According to Azra Behlim, associate vice president of pharmacy sourcing and program services at Vizient Inc., a group purchasing organization, the number of pneumococcal vaccine doses administered in the U.S. increased 12% from a year ago as a result of rising disease awareness and an increase in the number of retail pharmacies offering shots.
Over time, vaccines become less effective and new strains appear, which forces manufacturers to create new injections.
After selling Prevnar formulations that targeted seven, then 13 strains, Pfizer received approval from the Food and Drug Administration last year to market Prevnar-20, an upgraded shot that covers 20 strains. Prevnar-13 from the business, which covers 13 strains, is suitable for young people.
A longtime vaccine manufacturer, Merck, released Vaxneuvance for adults last year. It offers defense against 15 types, including the two that Prevnar-13 also targets. Merck released Vaxneuvance for kids this summer.
The CDC recommends pneumococcal vaccination for individuals aged 65 and older, as well as for persons aged 19 to 64 with specific medical conditions or risk factors. The organization also suggests vaccination for kids under 5 and for kids aged 5 to 18 who have health issues that increase their risk of illness.
The organization opposes the use of any particular firearm on either adults or children. However, it advises individuals receiving Vaxneuvance to follow up a year later with Pneumovax 23, a Merck booster.

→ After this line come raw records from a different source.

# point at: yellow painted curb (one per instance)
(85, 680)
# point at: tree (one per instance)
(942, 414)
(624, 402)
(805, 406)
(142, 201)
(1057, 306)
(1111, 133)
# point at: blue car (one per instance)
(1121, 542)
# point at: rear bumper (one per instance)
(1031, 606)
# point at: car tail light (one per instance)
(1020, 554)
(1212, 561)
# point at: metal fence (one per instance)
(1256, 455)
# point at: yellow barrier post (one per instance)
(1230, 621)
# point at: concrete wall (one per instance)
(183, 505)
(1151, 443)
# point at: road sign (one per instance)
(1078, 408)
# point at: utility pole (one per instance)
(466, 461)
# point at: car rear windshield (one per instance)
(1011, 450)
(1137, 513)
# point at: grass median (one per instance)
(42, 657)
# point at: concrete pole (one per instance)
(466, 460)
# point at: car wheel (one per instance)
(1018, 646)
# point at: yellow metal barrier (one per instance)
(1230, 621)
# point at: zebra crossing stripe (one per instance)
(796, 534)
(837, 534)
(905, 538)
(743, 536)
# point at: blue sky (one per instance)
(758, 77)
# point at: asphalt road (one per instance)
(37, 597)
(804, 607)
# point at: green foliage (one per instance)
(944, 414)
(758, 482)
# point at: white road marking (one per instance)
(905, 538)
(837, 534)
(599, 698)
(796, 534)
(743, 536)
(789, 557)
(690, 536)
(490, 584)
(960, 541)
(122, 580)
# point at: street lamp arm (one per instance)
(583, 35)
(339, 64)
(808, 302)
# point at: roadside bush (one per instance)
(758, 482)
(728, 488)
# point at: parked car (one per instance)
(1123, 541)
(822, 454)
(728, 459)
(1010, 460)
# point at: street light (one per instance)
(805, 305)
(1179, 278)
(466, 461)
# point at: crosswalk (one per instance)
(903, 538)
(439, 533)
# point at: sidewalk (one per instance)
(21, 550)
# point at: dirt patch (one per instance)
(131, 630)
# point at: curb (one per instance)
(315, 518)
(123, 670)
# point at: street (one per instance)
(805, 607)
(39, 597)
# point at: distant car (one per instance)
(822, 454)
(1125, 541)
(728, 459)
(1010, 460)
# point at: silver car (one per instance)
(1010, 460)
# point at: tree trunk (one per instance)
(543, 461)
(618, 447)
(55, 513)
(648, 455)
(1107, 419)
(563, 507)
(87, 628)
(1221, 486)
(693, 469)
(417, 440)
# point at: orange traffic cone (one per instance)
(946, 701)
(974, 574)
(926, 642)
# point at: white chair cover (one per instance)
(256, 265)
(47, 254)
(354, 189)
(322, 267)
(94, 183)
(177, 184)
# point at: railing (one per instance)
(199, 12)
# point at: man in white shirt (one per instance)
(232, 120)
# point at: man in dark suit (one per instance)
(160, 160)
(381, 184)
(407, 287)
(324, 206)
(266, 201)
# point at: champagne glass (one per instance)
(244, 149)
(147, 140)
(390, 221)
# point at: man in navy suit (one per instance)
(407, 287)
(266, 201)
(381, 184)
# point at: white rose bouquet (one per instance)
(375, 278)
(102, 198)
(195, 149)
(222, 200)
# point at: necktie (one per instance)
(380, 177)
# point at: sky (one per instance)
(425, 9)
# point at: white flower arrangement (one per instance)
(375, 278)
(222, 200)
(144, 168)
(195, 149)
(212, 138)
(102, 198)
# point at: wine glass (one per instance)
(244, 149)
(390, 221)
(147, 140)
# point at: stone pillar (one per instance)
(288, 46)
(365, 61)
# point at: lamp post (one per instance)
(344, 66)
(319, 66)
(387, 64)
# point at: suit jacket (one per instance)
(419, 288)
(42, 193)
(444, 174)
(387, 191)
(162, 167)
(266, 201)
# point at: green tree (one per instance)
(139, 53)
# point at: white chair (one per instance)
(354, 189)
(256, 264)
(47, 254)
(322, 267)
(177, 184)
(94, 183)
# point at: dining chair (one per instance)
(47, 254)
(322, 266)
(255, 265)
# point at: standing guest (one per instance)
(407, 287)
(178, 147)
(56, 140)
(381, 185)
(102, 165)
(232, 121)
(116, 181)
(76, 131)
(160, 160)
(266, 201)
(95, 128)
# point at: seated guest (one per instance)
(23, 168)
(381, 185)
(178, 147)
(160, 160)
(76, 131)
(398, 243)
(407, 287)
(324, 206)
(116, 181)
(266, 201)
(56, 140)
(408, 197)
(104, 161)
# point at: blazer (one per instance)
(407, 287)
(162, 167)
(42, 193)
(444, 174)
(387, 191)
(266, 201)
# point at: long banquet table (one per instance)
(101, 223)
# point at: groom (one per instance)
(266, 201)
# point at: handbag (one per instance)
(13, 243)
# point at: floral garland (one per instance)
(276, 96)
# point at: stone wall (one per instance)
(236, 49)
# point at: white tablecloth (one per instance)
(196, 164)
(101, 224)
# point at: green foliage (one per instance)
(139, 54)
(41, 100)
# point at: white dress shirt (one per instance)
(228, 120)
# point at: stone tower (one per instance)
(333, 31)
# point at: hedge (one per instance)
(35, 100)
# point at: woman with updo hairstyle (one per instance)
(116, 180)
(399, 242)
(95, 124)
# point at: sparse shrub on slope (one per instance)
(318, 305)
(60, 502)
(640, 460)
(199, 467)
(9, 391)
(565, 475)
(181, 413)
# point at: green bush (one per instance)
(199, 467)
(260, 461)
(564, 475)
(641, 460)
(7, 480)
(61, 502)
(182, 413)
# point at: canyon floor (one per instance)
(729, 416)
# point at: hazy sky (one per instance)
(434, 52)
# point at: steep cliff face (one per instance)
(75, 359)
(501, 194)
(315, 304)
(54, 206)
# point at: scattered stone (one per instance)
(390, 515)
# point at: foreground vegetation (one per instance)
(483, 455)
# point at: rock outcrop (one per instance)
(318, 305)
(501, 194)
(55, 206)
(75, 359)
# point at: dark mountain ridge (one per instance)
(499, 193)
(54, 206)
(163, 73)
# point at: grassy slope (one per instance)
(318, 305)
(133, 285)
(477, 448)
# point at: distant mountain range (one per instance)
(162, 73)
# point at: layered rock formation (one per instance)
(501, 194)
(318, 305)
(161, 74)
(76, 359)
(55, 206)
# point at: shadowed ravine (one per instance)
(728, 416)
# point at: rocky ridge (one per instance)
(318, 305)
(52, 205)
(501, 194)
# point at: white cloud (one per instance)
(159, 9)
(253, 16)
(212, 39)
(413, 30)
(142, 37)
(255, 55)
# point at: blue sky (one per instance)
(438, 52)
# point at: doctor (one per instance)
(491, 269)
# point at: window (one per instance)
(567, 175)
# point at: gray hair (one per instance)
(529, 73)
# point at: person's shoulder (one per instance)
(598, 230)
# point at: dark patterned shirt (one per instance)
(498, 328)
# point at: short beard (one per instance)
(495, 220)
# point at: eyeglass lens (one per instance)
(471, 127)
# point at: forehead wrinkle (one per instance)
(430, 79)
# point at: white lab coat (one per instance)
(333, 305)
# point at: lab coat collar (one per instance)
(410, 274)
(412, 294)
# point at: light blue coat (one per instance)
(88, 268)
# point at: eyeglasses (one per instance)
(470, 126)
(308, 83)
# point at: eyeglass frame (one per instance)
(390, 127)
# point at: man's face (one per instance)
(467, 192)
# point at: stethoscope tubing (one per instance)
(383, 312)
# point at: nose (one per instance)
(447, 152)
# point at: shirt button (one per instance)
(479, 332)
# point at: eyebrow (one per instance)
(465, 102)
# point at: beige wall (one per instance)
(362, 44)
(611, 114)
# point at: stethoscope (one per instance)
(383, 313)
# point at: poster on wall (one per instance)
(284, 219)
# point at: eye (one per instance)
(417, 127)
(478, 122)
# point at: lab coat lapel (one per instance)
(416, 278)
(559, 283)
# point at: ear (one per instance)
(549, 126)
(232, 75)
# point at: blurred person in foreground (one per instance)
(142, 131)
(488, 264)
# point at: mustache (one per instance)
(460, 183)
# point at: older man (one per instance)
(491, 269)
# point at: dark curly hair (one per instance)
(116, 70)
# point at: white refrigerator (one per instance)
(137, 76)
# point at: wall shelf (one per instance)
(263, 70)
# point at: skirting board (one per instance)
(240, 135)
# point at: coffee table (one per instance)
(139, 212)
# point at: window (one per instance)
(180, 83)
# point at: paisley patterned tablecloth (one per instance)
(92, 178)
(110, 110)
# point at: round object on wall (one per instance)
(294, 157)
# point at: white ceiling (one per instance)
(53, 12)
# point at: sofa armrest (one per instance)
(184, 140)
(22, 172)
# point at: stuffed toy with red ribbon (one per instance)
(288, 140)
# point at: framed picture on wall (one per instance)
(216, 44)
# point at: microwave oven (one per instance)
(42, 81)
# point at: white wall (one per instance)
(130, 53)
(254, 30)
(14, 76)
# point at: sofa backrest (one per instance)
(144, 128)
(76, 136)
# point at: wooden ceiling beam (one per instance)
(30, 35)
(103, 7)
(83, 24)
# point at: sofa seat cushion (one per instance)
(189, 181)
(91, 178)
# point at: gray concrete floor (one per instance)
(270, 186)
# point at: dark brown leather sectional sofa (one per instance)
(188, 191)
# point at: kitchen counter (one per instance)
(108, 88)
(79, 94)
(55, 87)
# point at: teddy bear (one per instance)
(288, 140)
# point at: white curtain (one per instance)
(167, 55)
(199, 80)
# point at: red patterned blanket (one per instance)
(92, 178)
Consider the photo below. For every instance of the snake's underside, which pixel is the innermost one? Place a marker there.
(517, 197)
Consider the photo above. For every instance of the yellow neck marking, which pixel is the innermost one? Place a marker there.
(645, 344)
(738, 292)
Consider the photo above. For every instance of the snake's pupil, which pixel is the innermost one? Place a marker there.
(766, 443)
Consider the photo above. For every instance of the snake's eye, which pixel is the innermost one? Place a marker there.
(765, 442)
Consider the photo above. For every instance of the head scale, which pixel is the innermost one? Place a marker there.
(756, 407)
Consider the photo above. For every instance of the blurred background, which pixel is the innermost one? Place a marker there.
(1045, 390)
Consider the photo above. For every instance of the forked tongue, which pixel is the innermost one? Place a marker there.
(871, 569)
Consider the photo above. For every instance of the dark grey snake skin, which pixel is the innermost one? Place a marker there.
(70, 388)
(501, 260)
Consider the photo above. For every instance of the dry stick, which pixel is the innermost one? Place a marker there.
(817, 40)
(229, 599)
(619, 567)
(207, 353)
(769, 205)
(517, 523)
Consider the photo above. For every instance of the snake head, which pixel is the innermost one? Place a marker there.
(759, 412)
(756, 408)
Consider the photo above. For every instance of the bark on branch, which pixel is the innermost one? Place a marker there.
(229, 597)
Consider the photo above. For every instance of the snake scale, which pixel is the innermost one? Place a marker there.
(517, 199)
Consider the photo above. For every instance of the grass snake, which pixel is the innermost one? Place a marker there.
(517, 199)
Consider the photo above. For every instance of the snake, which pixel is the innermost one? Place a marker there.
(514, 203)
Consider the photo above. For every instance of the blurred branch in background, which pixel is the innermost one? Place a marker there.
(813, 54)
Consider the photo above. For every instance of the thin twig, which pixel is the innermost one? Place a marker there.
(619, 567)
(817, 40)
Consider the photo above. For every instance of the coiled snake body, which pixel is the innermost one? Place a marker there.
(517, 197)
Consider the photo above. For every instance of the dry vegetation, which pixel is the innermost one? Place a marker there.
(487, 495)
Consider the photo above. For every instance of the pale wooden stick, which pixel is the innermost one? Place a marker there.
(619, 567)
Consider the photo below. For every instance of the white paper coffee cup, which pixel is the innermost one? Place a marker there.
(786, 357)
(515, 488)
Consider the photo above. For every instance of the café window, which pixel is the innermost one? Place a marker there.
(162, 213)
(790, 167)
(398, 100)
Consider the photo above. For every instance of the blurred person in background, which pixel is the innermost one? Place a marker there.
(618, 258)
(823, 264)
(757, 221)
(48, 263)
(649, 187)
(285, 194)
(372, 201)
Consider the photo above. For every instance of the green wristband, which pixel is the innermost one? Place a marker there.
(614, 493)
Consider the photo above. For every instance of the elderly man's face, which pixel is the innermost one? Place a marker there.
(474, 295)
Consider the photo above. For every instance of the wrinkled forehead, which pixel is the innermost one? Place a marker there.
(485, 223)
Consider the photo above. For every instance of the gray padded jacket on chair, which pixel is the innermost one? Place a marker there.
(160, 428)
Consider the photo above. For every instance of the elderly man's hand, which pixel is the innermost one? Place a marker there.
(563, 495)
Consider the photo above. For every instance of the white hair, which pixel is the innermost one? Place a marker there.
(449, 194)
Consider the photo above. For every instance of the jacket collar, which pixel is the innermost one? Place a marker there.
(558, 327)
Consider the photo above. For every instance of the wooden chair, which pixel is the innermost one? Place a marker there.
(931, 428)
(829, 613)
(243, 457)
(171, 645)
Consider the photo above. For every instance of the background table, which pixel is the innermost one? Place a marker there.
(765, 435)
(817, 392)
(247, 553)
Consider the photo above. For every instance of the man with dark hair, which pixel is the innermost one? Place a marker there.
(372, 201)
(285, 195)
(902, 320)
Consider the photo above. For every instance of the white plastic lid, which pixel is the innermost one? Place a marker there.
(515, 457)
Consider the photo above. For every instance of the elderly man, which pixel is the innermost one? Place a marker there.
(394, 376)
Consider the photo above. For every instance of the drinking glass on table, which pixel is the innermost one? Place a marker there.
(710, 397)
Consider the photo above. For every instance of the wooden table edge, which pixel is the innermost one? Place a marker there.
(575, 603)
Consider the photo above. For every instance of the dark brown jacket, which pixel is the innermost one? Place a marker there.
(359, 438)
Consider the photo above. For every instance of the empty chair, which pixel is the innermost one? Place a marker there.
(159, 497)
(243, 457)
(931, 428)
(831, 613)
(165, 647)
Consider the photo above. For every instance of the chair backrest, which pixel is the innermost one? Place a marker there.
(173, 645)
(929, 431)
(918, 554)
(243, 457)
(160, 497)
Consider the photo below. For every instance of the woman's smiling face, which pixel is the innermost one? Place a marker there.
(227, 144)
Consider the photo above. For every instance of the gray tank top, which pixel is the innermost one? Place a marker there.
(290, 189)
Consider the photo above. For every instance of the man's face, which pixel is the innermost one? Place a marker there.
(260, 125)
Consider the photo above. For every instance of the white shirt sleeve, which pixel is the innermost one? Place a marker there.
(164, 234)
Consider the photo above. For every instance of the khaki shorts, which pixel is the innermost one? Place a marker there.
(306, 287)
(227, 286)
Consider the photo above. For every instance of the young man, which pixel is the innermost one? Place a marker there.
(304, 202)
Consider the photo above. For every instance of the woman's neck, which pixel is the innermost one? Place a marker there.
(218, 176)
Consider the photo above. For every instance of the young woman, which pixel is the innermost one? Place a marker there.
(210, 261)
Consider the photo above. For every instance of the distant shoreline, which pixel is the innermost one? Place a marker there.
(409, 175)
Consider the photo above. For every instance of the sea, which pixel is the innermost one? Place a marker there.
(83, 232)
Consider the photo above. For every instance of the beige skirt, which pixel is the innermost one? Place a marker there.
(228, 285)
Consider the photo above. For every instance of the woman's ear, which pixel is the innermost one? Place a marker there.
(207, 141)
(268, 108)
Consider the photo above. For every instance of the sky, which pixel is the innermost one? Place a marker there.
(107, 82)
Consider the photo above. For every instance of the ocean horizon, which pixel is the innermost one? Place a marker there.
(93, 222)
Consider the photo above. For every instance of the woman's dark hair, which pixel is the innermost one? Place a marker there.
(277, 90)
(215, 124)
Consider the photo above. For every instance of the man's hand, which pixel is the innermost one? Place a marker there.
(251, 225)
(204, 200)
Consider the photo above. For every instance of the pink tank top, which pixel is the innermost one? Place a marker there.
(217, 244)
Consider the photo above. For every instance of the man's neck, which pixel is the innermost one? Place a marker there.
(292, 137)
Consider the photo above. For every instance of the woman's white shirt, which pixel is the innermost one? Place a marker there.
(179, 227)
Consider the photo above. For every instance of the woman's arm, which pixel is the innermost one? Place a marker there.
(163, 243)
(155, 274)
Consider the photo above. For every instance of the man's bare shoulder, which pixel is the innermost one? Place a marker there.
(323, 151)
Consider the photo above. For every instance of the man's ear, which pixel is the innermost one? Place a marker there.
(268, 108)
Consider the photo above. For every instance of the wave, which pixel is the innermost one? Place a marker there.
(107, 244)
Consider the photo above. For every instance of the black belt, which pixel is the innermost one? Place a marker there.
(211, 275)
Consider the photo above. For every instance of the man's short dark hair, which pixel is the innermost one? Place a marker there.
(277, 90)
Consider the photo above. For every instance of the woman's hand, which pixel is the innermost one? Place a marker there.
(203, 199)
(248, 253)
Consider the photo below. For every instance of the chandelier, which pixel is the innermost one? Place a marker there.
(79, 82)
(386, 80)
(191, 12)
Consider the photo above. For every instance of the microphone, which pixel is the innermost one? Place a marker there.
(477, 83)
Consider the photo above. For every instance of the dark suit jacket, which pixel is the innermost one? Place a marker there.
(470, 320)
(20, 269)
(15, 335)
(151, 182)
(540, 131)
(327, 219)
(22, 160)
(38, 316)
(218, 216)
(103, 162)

Since the introduction of Vaxneuvance, experts and physicians claim that the ease of a single shot has helped Pfizer maintain its lead over Merck.
Ryan Mire, MD, president of the American College of Physicians, said, “It’s extremely simple for me to tell my patient, this is the only vaccine you need for pneumonia and you’re done.”
According to Raymond Brown, a senior pharmacist at consulting firm Mercer LLC, the Prevnar franchise has been responsible for approximately 90% of the shots given at medical offices, clinics, and hospitals, with Prevnar-20 accounting for 15% to 20%. Together, Merck’s two vaccines account for less than 10%.
A different vaccine developed by Merck is also undergoing an early-stage investigation. This vaccination is intended to combat strains that primarily affect youngsters.
Pfizer is creating a pediatric version of Prevnar-20 in an effort to counter Merck’s pediatric initiatives. The business announced that it would submit an FDA approval application this year.
Pneumococcal vaccines being developed by GSK and Vaxcyte would provide protection against 24 strains, which is greater than Pfizer or Merck’s vaccines.